Die Worte klangen in Lenoa nach wie das Zittern einer Harfensaite. ,,Kannst du mich über den See bringen?", fragte sie und lockerte ihren Griff um Inzarns Heft.

Wir vermögen vieles und doch tun wir nur weniges. Deine Reise endet nicht auf Thelyn, der Insel in unserer Mitte. Doch werden wir dich geleiten.

,,Ist die Krone auf der Insel?", fragte Lenoa weiter, ihre Nerven und Muskeln bis zum Zerreißen gespannt. ,,Wen meinst du mit wir?"

Viele Fragen. Viele Antworten werden bald kommen, Blaue Klinge.

Neben der Gestalt des schuppigen Wesens erschienen noch mehr, alle gleich und doch jedes einzigartig.

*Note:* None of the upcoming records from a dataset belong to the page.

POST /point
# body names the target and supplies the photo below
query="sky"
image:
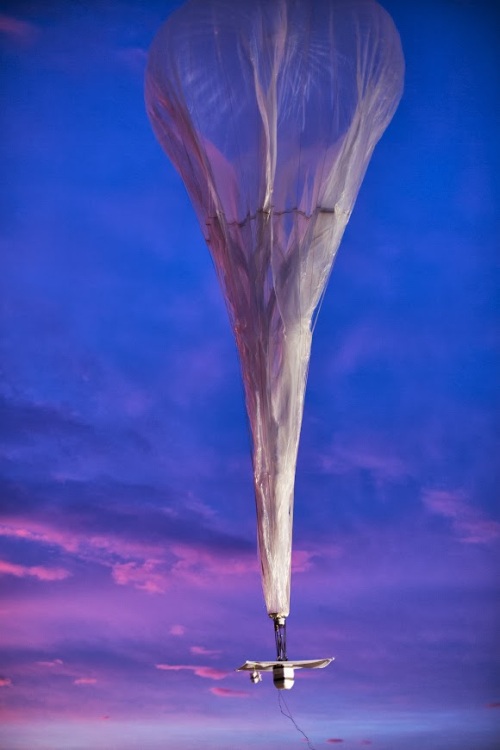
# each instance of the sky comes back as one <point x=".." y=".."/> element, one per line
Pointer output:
<point x="129" y="577"/>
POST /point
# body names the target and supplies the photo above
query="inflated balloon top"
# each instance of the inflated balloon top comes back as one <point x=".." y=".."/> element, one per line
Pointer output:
<point x="270" y="110"/>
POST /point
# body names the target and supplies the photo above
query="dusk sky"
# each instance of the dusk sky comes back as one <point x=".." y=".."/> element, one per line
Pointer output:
<point x="130" y="587"/>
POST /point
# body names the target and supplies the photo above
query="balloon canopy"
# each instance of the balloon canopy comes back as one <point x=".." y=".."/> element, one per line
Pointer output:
<point x="270" y="110"/>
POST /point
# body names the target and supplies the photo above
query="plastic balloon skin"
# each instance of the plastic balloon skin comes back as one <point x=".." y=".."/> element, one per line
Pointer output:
<point x="270" y="110"/>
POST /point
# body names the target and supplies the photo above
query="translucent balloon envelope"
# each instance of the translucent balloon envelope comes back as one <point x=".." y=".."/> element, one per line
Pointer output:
<point x="270" y="110"/>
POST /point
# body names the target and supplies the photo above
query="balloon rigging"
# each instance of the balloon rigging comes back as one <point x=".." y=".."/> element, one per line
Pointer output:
<point x="270" y="111"/>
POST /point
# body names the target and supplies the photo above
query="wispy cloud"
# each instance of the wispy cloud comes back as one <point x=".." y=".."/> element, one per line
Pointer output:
<point x="144" y="576"/>
<point x="177" y="630"/>
<point x="202" y="651"/>
<point x="85" y="681"/>
<point x="363" y="455"/>
<point x="469" y="524"/>
<point x="40" y="572"/>
<point x="209" y="673"/>
<point x="228" y="692"/>
<point x="51" y="664"/>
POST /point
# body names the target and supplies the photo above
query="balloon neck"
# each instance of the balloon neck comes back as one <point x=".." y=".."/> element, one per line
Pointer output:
<point x="280" y="636"/>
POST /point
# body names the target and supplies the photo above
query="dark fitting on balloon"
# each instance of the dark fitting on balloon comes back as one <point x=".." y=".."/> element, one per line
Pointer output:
<point x="270" y="111"/>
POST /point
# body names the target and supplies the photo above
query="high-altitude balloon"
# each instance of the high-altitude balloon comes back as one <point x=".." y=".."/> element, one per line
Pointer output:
<point x="270" y="110"/>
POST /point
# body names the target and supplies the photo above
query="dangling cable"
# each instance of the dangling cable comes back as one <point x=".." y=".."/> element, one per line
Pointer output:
<point x="282" y="702"/>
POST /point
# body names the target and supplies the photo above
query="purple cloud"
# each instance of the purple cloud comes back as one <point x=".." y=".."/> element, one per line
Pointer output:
<point x="85" y="681"/>
<point x="209" y="673"/>
<point x="469" y="524"/>
<point x="202" y="651"/>
<point x="228" y="692"/>
<point x="41" y="572"/>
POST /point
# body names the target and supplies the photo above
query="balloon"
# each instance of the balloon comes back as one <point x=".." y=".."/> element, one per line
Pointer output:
<point x="270" y="110"/>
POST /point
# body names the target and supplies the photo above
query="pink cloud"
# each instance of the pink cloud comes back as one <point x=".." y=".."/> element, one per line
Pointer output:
<point x="50" y="664"/>
<point x="17" y="29"/>
<point x="197" y="563"/>
<point x="177" y="630"/>
<point x="202" y="651"/>
<point x="228" y="693"/>
<point x="209" y="673"/>
<point x="365" y="455"/>
<point x="36" y="532"/>
<point x="144" y="576"/>
<point x="85" y="681"/>
<point x="468" y="523"/>
<point x="33" y="571"/>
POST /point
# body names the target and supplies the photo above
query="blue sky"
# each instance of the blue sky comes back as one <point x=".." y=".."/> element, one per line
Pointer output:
<point x="127" y="526"/>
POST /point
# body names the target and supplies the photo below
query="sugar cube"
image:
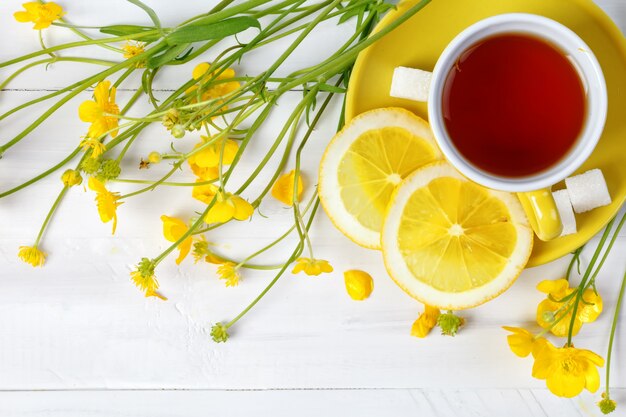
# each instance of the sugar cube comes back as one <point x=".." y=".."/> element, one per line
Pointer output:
<point x="410" y="83"/>
<point x="588" y="191"/>
<point x="564" y="207"/>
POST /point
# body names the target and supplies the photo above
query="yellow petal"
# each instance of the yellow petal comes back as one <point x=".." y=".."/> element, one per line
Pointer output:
<point x="173" y="228"/>
<point x="243" y="209"/>
<point x="421" y="327"/>
<point x="556" y="288"/>
<point x="282" y="190"/>
<point x="89" y="111"/>
<point x="592" y="378"/>
<point x="184" y="249"/>
<point x="521" y="341"/>
<point x="565" y="384"/>
<point x="204" y="192"/>
<point x="96" y="185"/>
<point x="200" y="70"/>
<point x="23" y="16"/>
<point x="101" y="93"/>
<point x="359" y="284"/>
<point x="591" y="308"/>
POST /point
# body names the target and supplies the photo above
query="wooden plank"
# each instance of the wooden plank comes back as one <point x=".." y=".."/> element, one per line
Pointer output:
<point x="304" y="403"/>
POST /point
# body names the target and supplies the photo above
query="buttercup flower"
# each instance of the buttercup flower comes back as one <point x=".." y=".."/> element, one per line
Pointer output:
<point x="42" y="15"/>
<point x="32" y="255"/>
<point x="229" y="273"/>
<point x="359" y="284"/>
<point x="227" y="207"/>
<point x="282" y="190"/>
<point x="132" y="49"/>
<point x="71" y="178"/>
<point x="425" y="322"/>
<point x="567" y="370"/>
<point x="174" y="229"/>
<point x="312" y="266"/>
<point x="551" y="309"/>
<point x="204" y="192"/>
<point x="97" y="111"/>
<point x="106" y="201"/>
<point x="211" y="154"/>
<point x="143" y="277"/>
<point x="201" y="251"/>
<point x="522" y="342"/>
<point x="97" y="147"/>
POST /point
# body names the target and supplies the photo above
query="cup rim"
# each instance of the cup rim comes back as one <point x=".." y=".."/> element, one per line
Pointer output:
<point x="591" y="75"/>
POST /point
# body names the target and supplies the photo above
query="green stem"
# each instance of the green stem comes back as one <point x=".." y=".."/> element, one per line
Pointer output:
<point x="609" y="352"/>
<point x="43" y="174"/>
<point x="293" y="256"/>
<point x="77" y="45"/>
<point x="50" y="212"/>
<point x="583" y="281"/>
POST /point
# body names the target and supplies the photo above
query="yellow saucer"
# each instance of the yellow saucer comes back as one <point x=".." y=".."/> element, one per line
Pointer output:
<point x="419" y="42"/>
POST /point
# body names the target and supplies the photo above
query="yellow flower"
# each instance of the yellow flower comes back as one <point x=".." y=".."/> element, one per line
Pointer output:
<point x="213" y="88"/>
<point x="227" y="207"/>
<point x="551" y="309"/>
<point x="204" y="192"/>
<point x="204" y="164"/>
<point x="93" y="111"/>
<point x="425" y="322"/>
<point x="201" y="251"/>
<point x="359" y="284"/>
<point x="312" y="266"/>
<point x="228" y="272"/>
<point x="210" y="155"/>
<point x="97" y="147"/>
<point x="32" y="255"/>
<point x="174" y="229"/>
<point x="567" y="370"/>
<point x="132" y="49"/>
<point x="522" y="342"/>
<point x="106" y="201"/>
<point x="143" y="277"/>
<point x="42" y="15"/>
<point x="71" y="178"/>
<point x="282" y="190"/>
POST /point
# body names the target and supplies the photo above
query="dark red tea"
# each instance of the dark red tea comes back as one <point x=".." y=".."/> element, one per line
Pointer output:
<point x="513" y="105"/>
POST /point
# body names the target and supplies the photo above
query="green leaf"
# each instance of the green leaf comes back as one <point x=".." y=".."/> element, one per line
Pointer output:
<point x="166" y="57"/>
<point x="126" y="30"/>
<point x="217" y="30"/>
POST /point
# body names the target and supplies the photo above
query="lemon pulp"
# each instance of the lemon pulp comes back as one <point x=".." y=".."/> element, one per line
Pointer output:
<point x="375" y="163"/>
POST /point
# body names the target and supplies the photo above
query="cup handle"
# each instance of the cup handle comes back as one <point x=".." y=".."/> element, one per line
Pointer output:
<point x="542" y="213"/>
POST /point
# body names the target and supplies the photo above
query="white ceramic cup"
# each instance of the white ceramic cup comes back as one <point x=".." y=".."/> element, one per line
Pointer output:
<point x="536" y="196"/>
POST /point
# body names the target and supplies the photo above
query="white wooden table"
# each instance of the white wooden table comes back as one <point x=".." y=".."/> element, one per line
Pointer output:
<point x="77" y="339"/>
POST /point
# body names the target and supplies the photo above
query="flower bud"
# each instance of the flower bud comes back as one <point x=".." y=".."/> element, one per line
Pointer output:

Wir sind der Stamm der Alanarae. Wir leben im Einklang mit den Gewässern, mit den Gezeiten und mit den Witterungen. Ich bin Kaorea, der Führer unseres Stammes. Geehrt seist du, Blaue Klinge.

Lenoa entging nicht, dass Kaorea ihr keine Antwort auf die Frage gegeben hatte, ob die Krone auf der Insel sei.

Alanarae wird dir, Blaue Klinge, bei deiner Reise zur Seite stehen.

Mehrere der Wassermenschen schwammen näher zum Ufer, ließen einige Wellen ganz leicht gegen Lenoas Schuhe schwappen. Die fünf, die näher gekommen waren, bildeten einen Kreis und hoben die Arme über das Wasser.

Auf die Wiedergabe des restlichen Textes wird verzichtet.